Goff’s 150% rates increase on accommodation providers slammed

Michael Barnett writes:

There is no other way to put it – the Mayor’s proposed way to pay for Auckland’s tourism promotion is a knee-jerk, easy response that will not deliver positive benefits to the city.

Call it what you like, a visitor levy, a bed tax or a tourism tax but it is a rate increase, and calculated like other rates – on capital value.

A breakdown of the targeted rate he wants to impose on Auckland accommodation operators shows that central city hotel rates will increase on average by 150 per cent with some facing hikes of more than 250 per cent.

For example, if a hotel operator is paying $1 million in rates now – and some are – it will go up to $2.6m assuming that the hotel’s capital value doesn’t also increase.

That’s a huge increase.

Tourism generated spending of more than $7500m last year. But accommodation accounted for just 10 per cent (around $720m). Retail generated 30 per cent, cafes and restaurants 17 per cent, transport 16 per cent and tourism activities 13 per cent. Yet the accommodation sector gets just 10 per cent of the direct benefit but is being asked to pay 100 per cent of the cost. If that is not grossly unfair, I don’t know what is.

I’m in favour of user pays, but this seems to be asking 10% of the tourism sector to fund 100% of the tourism spend by Council. And even worse they get no say in where that spend goes.

It gets worse. The rate will have an immediate impact on both the underlying value of existing accommodation assets and the feasibility of new projects.

That’s anti-business and an insult in respect of the impact it will have, for example, on profit before tax, which will be reduced by some 10 per cent in a good profit year and more in quieter years – because the rate will have to be paid regardless of the number of guests.

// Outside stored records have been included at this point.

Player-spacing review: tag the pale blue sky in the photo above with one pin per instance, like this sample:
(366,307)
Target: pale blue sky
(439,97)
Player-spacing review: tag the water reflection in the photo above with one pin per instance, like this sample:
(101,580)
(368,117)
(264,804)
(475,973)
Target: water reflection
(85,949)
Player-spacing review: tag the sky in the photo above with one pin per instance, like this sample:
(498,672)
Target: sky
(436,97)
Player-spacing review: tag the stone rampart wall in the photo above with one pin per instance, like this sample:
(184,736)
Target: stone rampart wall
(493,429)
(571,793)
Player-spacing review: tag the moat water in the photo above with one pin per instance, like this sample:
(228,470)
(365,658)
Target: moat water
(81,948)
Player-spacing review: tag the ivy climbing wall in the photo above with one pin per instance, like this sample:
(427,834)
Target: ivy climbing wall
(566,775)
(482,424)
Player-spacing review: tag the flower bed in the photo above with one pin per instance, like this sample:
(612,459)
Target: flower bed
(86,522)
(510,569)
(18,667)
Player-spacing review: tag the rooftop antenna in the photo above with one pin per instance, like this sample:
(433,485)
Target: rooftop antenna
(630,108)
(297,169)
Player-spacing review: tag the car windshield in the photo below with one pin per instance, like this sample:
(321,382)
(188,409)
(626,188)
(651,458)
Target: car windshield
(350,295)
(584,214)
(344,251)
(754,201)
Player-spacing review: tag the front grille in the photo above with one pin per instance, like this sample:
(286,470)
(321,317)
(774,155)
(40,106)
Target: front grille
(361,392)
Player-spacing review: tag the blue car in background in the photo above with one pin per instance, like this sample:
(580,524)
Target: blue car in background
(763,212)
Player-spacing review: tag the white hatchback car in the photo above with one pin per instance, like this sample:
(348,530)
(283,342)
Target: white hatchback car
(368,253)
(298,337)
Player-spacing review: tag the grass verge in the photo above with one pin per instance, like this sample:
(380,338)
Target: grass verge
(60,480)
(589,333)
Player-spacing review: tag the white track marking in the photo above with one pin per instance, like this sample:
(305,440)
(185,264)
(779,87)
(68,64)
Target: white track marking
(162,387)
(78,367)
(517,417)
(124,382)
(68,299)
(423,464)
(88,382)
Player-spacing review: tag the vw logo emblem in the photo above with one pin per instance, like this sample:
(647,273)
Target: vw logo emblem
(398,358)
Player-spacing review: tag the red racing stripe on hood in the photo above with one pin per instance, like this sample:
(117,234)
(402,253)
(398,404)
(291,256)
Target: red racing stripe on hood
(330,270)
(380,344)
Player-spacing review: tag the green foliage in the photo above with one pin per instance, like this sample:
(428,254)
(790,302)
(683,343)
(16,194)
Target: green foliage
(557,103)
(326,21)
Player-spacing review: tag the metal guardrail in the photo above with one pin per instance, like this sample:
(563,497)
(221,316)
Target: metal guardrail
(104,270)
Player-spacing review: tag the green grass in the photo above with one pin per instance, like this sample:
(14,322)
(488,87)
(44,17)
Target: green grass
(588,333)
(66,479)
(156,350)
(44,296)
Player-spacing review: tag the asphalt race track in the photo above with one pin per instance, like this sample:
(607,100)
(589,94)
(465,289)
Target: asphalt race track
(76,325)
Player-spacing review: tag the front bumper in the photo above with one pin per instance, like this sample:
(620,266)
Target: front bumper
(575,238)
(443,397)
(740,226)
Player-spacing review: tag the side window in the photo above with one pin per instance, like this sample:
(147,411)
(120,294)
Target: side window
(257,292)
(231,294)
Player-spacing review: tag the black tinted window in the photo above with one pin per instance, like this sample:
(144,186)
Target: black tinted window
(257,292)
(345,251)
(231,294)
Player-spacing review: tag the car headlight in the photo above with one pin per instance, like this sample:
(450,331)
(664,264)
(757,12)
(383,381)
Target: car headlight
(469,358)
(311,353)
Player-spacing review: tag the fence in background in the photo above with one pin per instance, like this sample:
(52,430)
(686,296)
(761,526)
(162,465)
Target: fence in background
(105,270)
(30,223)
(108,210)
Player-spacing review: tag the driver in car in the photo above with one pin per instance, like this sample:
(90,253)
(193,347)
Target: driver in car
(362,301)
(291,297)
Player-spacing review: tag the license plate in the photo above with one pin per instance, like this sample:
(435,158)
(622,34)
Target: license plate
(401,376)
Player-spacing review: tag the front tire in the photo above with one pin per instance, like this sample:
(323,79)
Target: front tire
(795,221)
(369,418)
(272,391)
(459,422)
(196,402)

So again far from user pays.

It is not too late for council to pause and seek a change of thinking, and keep its promises. The obvious place for council to look at other options is in-house. Council’s salary bill is more than $600m – a 10 per cent cut would easily recover the tourism promotion spend. Then there is council’s more than $60 billion of assets, including buildings it owns.

Far easier to tax more, rather than control spending.